# Best Focus Tips using 50mm 1.8 lens?



## venusrockstar (Jan 17, 2013)

I am a total newb at this. My pictures always turn out kind of hit or miss and my main issues always seem to be focus problems. I mainly photograph my children, so they are constantly moving. Does anyone have any tips I could try or camera settings that may make my photos turn out better?


----------



## venusrockstar (Jan 17, 2013)

Anyone? Beuller? LOL


----------



## Derrel (Jan 17, 2013)

Do not shoot the lens wide-open at f/1.8...try f/3.5 or f/4. In decent light, think about f/5.6. Keep the ISO levels UP, for some safety margin!!! SHoot at ISO 320 or 400 under "normal" lighting conditions.


----------



## Mach0 (Jan 17, 2013)

Don't shoot at 1.8 and keep the shutter speed as fast as you need it to avoid camera shake or motion blur. Sorry it's not the clearest but it depends. I can get my daughter as slow as 1/30 second but if she's moving- it may need to be faster pending how fast she is moving around.
Keep in mind you may have to increase the ISO to compensate for the increase in shutter speed.


----------



## Reyna (Jan 17, 2013)

A very high shutter speed. Try to focus between the eyes. Go outdoors so you're able to get a high shutter speed, or even increase your ISO.


----------



## Patrice (Jan 17, 2013)

Also if your kids are moving around having fun and goofing off set your camera to focus tracking and/or continuous focus AF-C.


----------



## cgipson1 (Jan 17, 2013)

Derrel and Macho beat me to it! Don't shoot wide open... learn what your DOF is at different apertures and subject distances!   Online Depth of Field Calculator

Keep our shutter speed up, at least 125 or so... Adjust ISO as needed.


----------



## 2WheelPhoto (Jan 17, 2013)

Another tip: Use a small flashlight for focusing in the dark


----------



## cgipson1 (Jan 17, 2013)

2WheelPhoto said:


> Another tip: Use a small flashlight for focusing in the dark



No way... I would have to put my beer down to do that... ain't gonna happen!  lol!


----------



## venusrockstar (Jan 17, 2013)

Thanks everyone! I'll try a few of these things when I get the chance tomorrow when the light is coming in my front window.


----------



## Patrice (Jan 17, 2013)

cgipson1 said:


> 2WheelPhoto said:
> 
> 
> > Another tip: Use a small flashlight for focusing in the dark
> ...



A fellow was asked if he'd rather have Parkinson's or Alzheimer's? He said Parkinson's since he'd rather spill half his beer than forget where he put it.

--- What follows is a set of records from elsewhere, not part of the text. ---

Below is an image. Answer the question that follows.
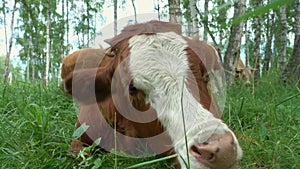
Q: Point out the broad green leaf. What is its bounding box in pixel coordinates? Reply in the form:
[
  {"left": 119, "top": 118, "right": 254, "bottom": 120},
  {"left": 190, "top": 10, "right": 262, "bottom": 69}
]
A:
[
  {"left": 72, "top": 122, "right": 90, "bottom": 139},
  {"left": 232, "top": 0, "right": 294, "bottom": 24}
]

And now back to regular scheduled programming.


----------



## texkam (Jan 17, 2013)

> Do not shoot the lens wide-open at f/1.8...try f/3.5 or f/4. In decent light, think about f/5.6. Keep the ISO levels UP, for some safety margin!!! SHoot at ISO 320 or 400 under "normal" lighting conditions.


Learn why this advice ^(and similar)^ is being given. Learn what the camera settings do. If you understand how/why everything works you'll be able to make the neccessary adjustments for every situation.


----------



## Snakeguy101 (Jan 17, 2013)

Consider its maximum aperture at f/2.8 and try to stay closer to f/5.6-11 when shooting. If you have a smart phone download a depth of field calculator and play with it- you will learn a lot by simply pluging in different values.


----------



## vtf (Jan 17, 2013)

Others have mentioned what I normally do, another option is to duct tape your kids to a post. This will keep them still enough.


----------



## Solarflare (Jan 18, 2013)

2WheelPhoto said:


> Another tip: Use a small flashlight for focusing in the dark


 Err ... Only Canon implemented that really dumb idea to use flash for focusing.

Nikon uses the "ready" lamp that also works to signal if the delayed shot is going to get off. Much less light, thus much less obtrusive. And its continous, too !


----------



## venusrockstar (Jan 18, 2013)

vtf said:


> Others have mentioned what I normally do, another option is to duct tape your kids to a post. This will keep them still enough.



LOL, some days I wish it were that simple...


----------